Political partyRepublican
Raymond Wagner
(m. 1987)
EducationUniversity of Missouri (BS)
WebsiteHouse website

Ann Louise Wagner (née Trousdale, September 13, 1962) is an American politician and diplomat serving as the U.S. Representative for Missouri's 2nd congressional district since 2013. A member of the Republican Party, she previously was the United States Ambassador to Luxembourg from 2005 to 2009.[3]

Her district, based in St. Louis County, is heavily suburban and the wealthiest district in the state. It includes most of St. Louis's southern and western suburbs as well as some of the northern exurbs in St. Charles County and the northern portion of Jefferson County. Prior to her diplomatic post, Wagner chaired the Missouri Republican Party for six years, from 1999 until 2005; she co-chaired the Republican National Committee for four years, starting in 2001.

Early life and education[edit]

Wagner was born and raised in St. Louis. She attended Cor Jesu Academy, a private Catholic all-girls school in South County, and graduated from the University of Missouri in 1984 with a BSBA from the business school with an emphasis in logistics. After college, she went to work in the private sector and held management positions at Hallmark Cards in Kansas City and Ralston Purina in St. Louis.[4]

Pre-congressional political career[edit]


Wagner entered Republican politics in 1990, heading the GOP's efforts during the decennial redistricting of Missouri. In 1992, she was state director of the unsuccessful campaign for the reelection of President George H.W. Bush and Vice President Dan Quayle.

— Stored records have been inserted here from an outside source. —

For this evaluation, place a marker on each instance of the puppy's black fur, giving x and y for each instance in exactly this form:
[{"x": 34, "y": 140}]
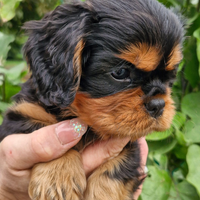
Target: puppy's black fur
[{"x": 108, "y": 57}]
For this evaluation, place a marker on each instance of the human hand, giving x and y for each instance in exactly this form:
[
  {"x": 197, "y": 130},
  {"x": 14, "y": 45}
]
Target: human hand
[{"x": 18, "y": 154}]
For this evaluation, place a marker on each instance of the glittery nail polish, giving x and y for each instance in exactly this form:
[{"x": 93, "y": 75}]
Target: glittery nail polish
[{"x": 70, "y": 130}]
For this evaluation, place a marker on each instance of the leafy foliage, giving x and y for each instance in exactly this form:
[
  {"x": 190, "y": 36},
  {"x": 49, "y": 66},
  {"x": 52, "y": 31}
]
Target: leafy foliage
[{"x": 174, "y": 156}]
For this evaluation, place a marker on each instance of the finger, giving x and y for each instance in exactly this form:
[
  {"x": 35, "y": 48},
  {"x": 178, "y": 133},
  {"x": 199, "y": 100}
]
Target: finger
[
  {"x": 22, "y": 151},
  {"x": 96, "y": 154},
  {"x": 143, "y": 154}
]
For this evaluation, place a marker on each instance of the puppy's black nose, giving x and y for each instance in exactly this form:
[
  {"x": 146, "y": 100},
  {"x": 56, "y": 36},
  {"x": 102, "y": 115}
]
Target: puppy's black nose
[{"x": 155, "y": 107}]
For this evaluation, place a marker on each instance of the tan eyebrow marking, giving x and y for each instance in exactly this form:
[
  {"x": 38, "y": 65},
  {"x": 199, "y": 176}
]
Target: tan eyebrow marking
[
  {"x": 174, "y": 58},
  {"x": 143, "y": 56}
]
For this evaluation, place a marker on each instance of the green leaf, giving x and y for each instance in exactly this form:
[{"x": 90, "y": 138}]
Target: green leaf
[
  {"x": 193, "y": 136},
  {"x": 162, "y": 146},
  {"x": 183, "y": 191},
  {"x": 180, "y": 151},
  {"x": 180, "y": 138},
  {"x": 179, "y": 120},
  {"x": 193, "y": 161},
  {"x": 161, "y": 160},
  {"x": 7, "y": 9},
  {"x": 1, "y": 119},
  {"x": 157, "y": 185},
  {"x": 5, "y": 40},
  {"x": 197, "y": 36},
  {"x": 191, "y": 106},
  {"x": 155, "y": 136},
  {"x": 191, "y": 71}
]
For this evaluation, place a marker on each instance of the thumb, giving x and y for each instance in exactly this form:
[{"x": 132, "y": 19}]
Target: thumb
[{"x": 22, "y": 151}]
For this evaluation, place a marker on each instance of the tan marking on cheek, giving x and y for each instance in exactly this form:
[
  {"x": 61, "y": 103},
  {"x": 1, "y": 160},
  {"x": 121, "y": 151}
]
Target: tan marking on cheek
[
  {"x": 143, "y": 56},
  {"x": 175, "y": 58},
  {"x": 35, "y": 112},
  {"x": 122, "y": 114}
]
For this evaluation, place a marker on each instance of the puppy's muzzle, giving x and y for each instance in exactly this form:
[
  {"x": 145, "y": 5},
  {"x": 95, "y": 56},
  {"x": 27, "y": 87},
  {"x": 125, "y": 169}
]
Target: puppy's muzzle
[{"x": 155, "y": 107}]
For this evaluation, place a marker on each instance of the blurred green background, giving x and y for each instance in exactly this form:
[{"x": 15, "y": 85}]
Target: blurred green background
[{"x": 174, "y": 156}]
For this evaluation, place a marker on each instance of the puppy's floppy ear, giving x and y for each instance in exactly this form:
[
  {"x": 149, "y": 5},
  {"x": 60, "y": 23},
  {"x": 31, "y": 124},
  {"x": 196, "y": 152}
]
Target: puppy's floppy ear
[{"x": 53, "y": 51}]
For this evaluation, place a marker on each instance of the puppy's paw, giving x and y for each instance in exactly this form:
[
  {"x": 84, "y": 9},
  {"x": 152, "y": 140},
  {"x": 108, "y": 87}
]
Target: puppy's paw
[{"x": 60, "y": 179}]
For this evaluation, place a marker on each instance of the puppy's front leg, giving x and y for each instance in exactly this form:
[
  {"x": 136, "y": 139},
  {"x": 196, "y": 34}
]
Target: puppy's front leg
[
  {"x": 60, "y": 179},
  {"x": 118, "y": 178}
]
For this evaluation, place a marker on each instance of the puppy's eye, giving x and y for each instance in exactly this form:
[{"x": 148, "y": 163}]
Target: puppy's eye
[{"x": 121, "y": 74}]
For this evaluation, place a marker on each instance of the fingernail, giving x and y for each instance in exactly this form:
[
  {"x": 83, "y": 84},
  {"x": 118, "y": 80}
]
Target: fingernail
[{"x": 70, "y": 130}]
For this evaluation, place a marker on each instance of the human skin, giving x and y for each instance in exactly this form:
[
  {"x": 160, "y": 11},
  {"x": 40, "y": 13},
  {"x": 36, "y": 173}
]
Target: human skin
[{"x": 19, "y": 153}]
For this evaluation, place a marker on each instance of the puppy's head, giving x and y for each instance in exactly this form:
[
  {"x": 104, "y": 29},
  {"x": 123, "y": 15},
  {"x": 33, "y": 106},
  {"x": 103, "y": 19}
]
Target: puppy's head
[{"x": 112, "y": 61}]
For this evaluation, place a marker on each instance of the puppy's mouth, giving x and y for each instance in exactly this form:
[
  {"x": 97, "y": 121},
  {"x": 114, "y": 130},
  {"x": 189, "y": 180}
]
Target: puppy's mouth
[{"x": 129, "y": 113}]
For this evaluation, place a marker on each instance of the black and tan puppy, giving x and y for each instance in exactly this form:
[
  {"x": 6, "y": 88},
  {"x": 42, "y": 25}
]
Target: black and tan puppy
[{"x": 111, "y": 63}]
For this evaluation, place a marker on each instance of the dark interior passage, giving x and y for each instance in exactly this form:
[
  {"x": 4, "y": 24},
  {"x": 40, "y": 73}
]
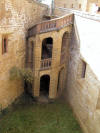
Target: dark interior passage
[{"x": 44, "y": 85}]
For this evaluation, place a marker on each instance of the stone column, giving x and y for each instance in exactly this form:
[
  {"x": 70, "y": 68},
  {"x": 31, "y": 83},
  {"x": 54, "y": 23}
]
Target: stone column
[{"x": 37, "y": 59}]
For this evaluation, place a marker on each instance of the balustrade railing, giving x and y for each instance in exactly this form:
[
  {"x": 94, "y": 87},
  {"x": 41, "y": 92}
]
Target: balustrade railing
[
  {"x": 50, "y": 25},
  {"x": 46, "y": 63}
]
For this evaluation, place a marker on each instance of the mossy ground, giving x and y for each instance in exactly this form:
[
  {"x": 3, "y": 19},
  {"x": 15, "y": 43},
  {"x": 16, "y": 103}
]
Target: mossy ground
[{"x": 29, "y": 117}]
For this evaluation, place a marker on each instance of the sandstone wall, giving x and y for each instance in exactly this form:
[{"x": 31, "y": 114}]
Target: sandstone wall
[
  {"x": 84, "y": 5},
  {"x": 79, "y": 5},
  {"x": 83, "y": 94},
  {"x": 16, "y": 16}
]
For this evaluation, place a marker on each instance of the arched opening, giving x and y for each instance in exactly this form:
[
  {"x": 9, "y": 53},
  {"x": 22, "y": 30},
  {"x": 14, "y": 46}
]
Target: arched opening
[
  {"x": 44, "y": 85},
  {"x": 47, "y": 45},
  {"x": 64, "y": 47},
  {"x": 61, "y": 81},
  {"x": 28, "y": 88}
]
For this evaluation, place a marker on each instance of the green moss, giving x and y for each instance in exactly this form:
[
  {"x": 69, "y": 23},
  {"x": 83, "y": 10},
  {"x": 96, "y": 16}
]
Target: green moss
[{"x": 40, "y": 118}]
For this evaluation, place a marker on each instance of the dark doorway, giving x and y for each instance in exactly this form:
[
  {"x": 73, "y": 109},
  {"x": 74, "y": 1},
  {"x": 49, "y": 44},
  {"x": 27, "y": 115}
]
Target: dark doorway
[
  {"x": 28, "y": 88},
  {"x": 47, "y": 48},
  {"x": 44, "y": 85}
]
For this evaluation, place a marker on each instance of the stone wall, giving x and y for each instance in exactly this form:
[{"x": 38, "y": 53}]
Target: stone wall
[
  {"x": 84, "y": 5},
  {"x": 16, "y": 16},
  {"x": 83, "y": 93}
]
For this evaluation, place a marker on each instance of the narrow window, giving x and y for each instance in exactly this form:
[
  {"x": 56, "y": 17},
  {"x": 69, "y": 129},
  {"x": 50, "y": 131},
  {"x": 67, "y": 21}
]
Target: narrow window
[
  {"x": 4, "y": 45},
  {"x": 83, "y": 69}
]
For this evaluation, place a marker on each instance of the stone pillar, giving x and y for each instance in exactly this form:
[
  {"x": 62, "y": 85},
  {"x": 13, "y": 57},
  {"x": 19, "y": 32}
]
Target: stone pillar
[
  {"x": 37, "y": 60},
  {"x": 53, "y": 85}
]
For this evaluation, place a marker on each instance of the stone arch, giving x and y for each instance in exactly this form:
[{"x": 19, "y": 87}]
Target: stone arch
[
  {"x": 44, "y": 85},
  {"x": 47, "y": 45},
  {"x": 61, "y": 81},
  {"x": 64, "y": 47}
]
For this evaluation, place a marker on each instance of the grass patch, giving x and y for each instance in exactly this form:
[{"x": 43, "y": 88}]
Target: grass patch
[{"x": 39, "y": 118}]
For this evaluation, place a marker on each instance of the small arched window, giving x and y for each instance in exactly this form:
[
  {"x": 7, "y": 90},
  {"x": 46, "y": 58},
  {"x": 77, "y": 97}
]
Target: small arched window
[{"x": 4, "y": 44}]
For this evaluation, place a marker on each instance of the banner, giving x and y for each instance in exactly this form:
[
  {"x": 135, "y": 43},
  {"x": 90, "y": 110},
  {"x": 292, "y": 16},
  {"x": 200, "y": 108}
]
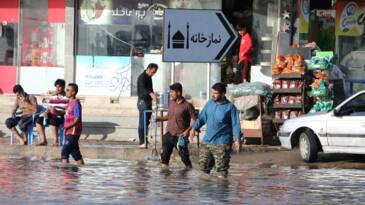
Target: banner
[
  {"x": 38, "y": 80},
  {"x": 350, "y": 18},
  {"x": 128, "y": 11},
  {"x": 103, "y": 75},
  {"x": 304, "y": 16}
]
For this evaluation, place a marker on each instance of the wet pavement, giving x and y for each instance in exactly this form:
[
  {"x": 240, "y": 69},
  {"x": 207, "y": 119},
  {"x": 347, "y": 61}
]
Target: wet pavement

Chairwoman of Missouri GOP[edit]

She was elected to her first term of office as chair of the Missouri Republican Party in 1999, becoming the first woman to occupy the position. Her most notable achievement in that role came during her second two-year term when she oversaw the party's taking of majority control of both chambers of the Missouri General Assembly, winning the Senate in a 2001 special election and the House in the 2002 general election, the first time this had been seen for over 40 years. During her third term, the party held its majorities in both chambers and also took the Governor's seat for the first time in 12 years with the election of Matt Blunt in 2004, giving the GOP complete control of state government for the first time since 1921. Her six years as chairperson witnessed George W. Bush carry Missouri in both of his presidential bids and also saw the Republican Party win a majority of the state's congressional delegation.

National campaigning[edit]

In 2001, she took office as a co-chair of the Republican National Committee and helped preside over the 2004 Republican National Convention. In this position, she took a strong role in directing the development of the Winning Women initiative, whose aim was to improve the image of the GOP towards women and demonstrate the relevance of its platform to them. Her work with the committee took her to 48 states. In January 2005, she left her role as co-chair after one term.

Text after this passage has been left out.